I saw Man of Steel in a bistro theater full of gray-hiared people like myself - all the others couples - literally out for a dinner and a movie. I was the only person of color in the theater - but this may have had more to do with the location of the theater (far suburbs) than anything else. Anyhoo, I was moved by Man of Steel - surprisingly so as I have always been a Marvel Man and have gone on record as to how corny and ridiculous I consider most DC Characters (his power is that he talks to fish - really?).
Over the last five decades the most popular DC character has clearly been the one without any super powers. In fact, the problem with Superman, DC's first and most durable superhero is that, over time, he became too super - and writers had to go to ridiculous lengths to cut him back down to size.
One of best things about "Man of Steel" is how it discards two of the hoariest tropes associated with Kal-El: his acute susceptibility to kyptonite and the nonsense about no one being able to figure out that Clark Kent is Superman. Done and done. This opens up the "Man of Steel" to a more "realistic" telling of his story. As realistic as a story about a man catupulted from his dying planet in rocket ship who crash lands on another habitable planet can be.
There is real pain in Kal-El's hero journey. The death of his surrogate father, Jonathan Kent, is as tragic a circumstance as you can imagine. It is many times worse than Spiderman being unable to save Captain Stacy or Uncle Ben - because there was really nothing he could do. Kal-El is able to save Jonathan Kent's life and it takes every fiber of his being not to - he is forever his father's son (both of them) - and then he must bear the burden of knowing he could have saved his father's life and he is forever conflicted by the fact that he not only did not but by the should not his earthly father imposed on him. This is powerful stuff. And, it is powerful stuff delivered by great actors.

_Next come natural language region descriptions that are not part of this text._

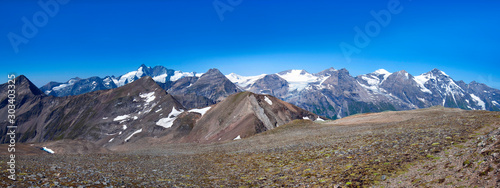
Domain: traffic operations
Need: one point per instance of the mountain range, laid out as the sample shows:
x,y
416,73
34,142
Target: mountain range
x,y
159,105
330,93
143,110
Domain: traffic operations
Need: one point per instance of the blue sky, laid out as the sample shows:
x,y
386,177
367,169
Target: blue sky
x,y
103,37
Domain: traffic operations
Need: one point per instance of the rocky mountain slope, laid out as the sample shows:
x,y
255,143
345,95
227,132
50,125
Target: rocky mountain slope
x,y
331,93
239,116
336,94
142,109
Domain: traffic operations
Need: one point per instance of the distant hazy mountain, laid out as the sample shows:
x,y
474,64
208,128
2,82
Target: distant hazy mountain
x,y
335,93
142,109
331,93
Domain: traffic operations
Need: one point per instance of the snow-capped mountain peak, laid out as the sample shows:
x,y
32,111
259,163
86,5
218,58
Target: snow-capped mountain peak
x,y
381,72
244,81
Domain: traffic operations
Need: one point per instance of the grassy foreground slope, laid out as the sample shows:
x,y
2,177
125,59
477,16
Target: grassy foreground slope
x,y
434,147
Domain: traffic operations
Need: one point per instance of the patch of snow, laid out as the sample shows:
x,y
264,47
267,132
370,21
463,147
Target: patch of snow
x,y
127,78
161,78
122,118
478,101
268,100
244,81
179,74
148,96
299,79
169,120
48,150
422,79
495,103
129,137
202,111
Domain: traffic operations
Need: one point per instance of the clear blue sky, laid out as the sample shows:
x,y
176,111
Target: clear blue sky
x,y
102,37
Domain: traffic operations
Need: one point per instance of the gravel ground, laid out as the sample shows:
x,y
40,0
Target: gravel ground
x,y
428,148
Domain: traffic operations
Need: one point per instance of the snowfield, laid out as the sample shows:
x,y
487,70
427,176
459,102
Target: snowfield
x,y
169,120
202,111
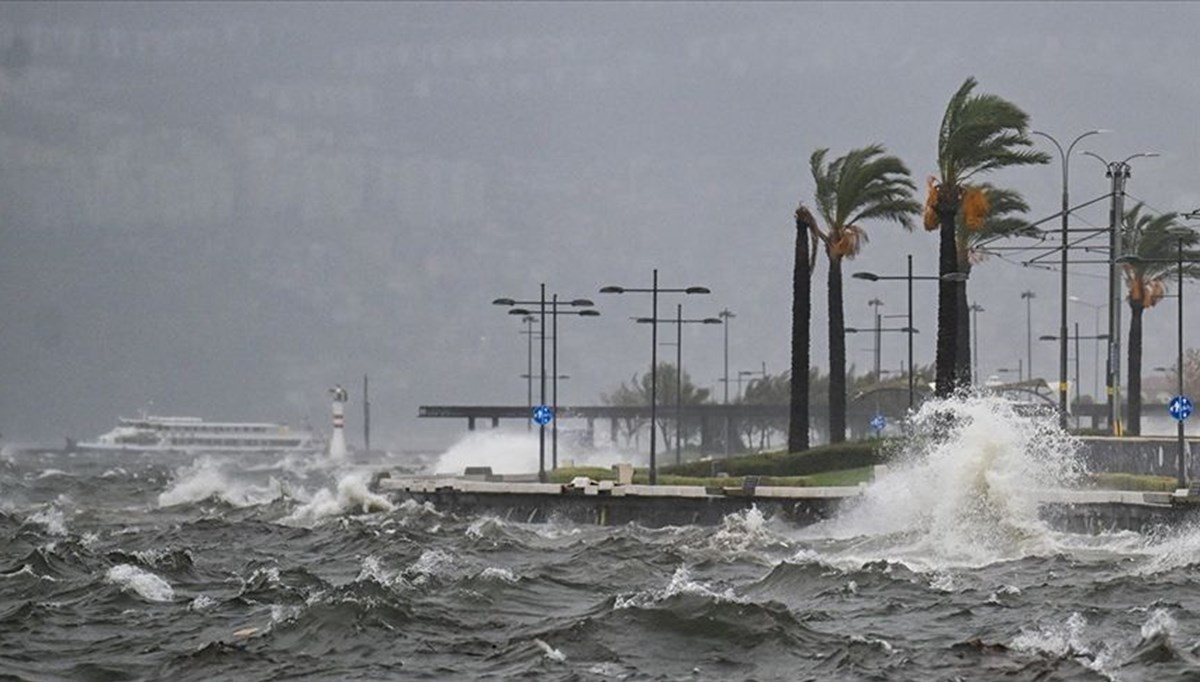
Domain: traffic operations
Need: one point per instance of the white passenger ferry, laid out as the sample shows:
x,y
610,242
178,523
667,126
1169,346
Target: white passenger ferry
x,y
151,434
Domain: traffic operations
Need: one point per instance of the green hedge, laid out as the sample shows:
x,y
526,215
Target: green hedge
x,y
816,460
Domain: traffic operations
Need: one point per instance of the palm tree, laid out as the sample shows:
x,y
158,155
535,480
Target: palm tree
x,y
802,317
1153,241
1002,221
979,133
863,185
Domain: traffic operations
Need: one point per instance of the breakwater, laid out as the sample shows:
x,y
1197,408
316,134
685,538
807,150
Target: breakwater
x,y
607,504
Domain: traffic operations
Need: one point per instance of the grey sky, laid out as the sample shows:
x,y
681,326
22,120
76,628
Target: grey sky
x,y
227,208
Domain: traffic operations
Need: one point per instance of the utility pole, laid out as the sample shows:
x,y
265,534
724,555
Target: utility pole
x,y
366,416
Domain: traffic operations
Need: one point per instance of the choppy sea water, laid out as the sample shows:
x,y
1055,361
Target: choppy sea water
x,y
226,568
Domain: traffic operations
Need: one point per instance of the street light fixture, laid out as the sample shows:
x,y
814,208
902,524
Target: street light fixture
x,y
1077,337
555,376
1027,297
1096,354
726,315
976,309
654,291
1181,474
1119,172
541,303
678,322
910,277
1065,156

The entire enterprise is imbued with a certain gravitas by employing actors such as Oscar winners Russell Crowe and Kevin Costner as Kal-El's fathers, the reliable Diane Lane, drabbed down and vertially make-up free and, just barely, old enough to be the 30 year-old Henry Cavill's mother. These actors are complimented by the venerable Laurence Fishburne giving Perry White a presence not approached by Jackie Cooper (does anyone remember the estimable Frank Langella in the lamentable Superman Returns?) and Henry Lennix and Christopher Meloni as General Swanwick and Colonel Nathan Hardy, respectively.
Of course we must mention intrepid girl reporter Lois Lane who finds perfect incarnation in Amy Adams, apparently in direct lineage from "Girl Friday" Rosilind Russell to her inimitable predecessor, Margot Kidder.
The fact that "Man of Steel" is marred by obligatory fight scenes (with brooding Michael Shannon) - that make the movie overlong - does little to dilute it as a great telling of this original hero's journey.